1. CBS President of Network Sales Joann Ross Is a Good Sport
The presentation included a 2 Broke Girls bit that found Kat Dennings and Beth Behrs running onstage, in character-costume and distributing cupcakes. They were greeted by Ross — in her own 2 Broke Girls waitress uniform. Cheeky! She delivered her whole sales pitch in costume.
2. It's Time to Retire "Sexy And I Know It"
We get it, it's sassy. But using its hook as a the closing moments of a segment feels about as fresh — and only half as fun — as using the "bow bow" tones from Ferris Bueller.

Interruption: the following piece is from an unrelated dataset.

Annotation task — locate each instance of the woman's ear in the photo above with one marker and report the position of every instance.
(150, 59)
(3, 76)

3. It's Not Our Imagination: Every Single Drama on CBS Is a Cop, Lawyer, or Investigator Show
All of them.
4. It's Not Our Imagination: Every Single Comedy Is Super-White
Kunal Nayyar on Big Bang Theory is the only person of color with a substantive role on a CBS comedy. (Matthew Moy and Garrett Morris do not have substantive roles on 2 Broke Girls, no matter what Michael Patrick King says.)
5. Somebody in the Graphics and Animation Department Deserves a Raise
By far the coolest part of CBS's presentation was a jazzy little cartoon at the beginning that had Saul Bass–style illustrations for each of the shows, and plucky acoustic covers of their theme songs. Is CBS not aware of the Internet's love of "minimalist" posters? Please post this video, someone.
6. Being Superman Doesn't Mean Much
Was it really that long ago that Brandon Routh was the Man of Steel? Now he's a secondary character on the upcoming multicamera comedy Partners, where he plays Michael Urie's nurse boyfriend.
7. Vegas Doesn't Belong on CBS
Six multicamera comedies, twelve crime procedurals, a few veteran reality contest shows, and one star-powered drama set in the sixties, staring Michael Chiklis and Dennis Quaid. One of these things is not like the others.